His role is to lead a new group to develop better training for teachers to tackle low-level disruption.

It comes as Ofsted claims that students messing about by swinging on chairs, playing with mobile phones or passing notes are losing up to an hour of learning time a day.

“I’ve been writing obsessively about the subject for almost a decade,” Bennett explains. Here we present just a small selection of his output – Bennett’s top ten behaviour blogs.


What is the number one problem in education that no-one takes seriously? Behaviour. “I’d call it the elephant in the room, but the difference is sometimes people talk about elephants.”


Shoot the elephant: The Ofsted report into low-level disruption. Read this if you want to find out the six habits of calm schools 


Can you motivate children by letting them pretend they are warriors using magic? Bennett considers an American teacher’s experiment 


Two schools bad, one school good. Ideas on how to get a true picture of how schools are coping: “Supply teachers are the best weather vane I’ve ever found for ranking schools’ behaviour," he blogs. "Maybe Ofsted should just ask them”.
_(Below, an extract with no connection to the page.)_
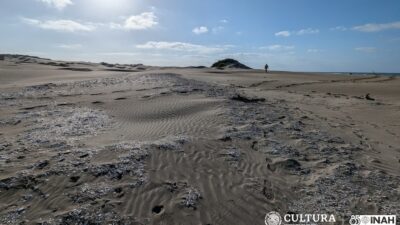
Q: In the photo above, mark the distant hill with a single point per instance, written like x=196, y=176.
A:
x=229, y=64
“I once asked a class to help me create rules… they said they wanted fag breaks”. In which Bennett explains that teachers must set rules


Tough Young Teachers got Bennett speaking up for new teachers – the gauntlet that they have to run, and how schools should support them. 


Who could argue against guidelines on managing behaviour? Five misguided reactions – including why saying you misbehaved and still did ok, is not ok. 


The teachers who have been targeted, punched, stalked by children – how weak behaviour management systems let staff down. Bennett asks: When did we forget how to deal with bad behaviour? 


Why do some people in education hate good behaviour? Teachers and management need to reflect on whether their working methods provide the compost in which misbehaviour flourishes. 


How to solve the behaviour crisis. Twenty things you need to do to beat bad behaviour.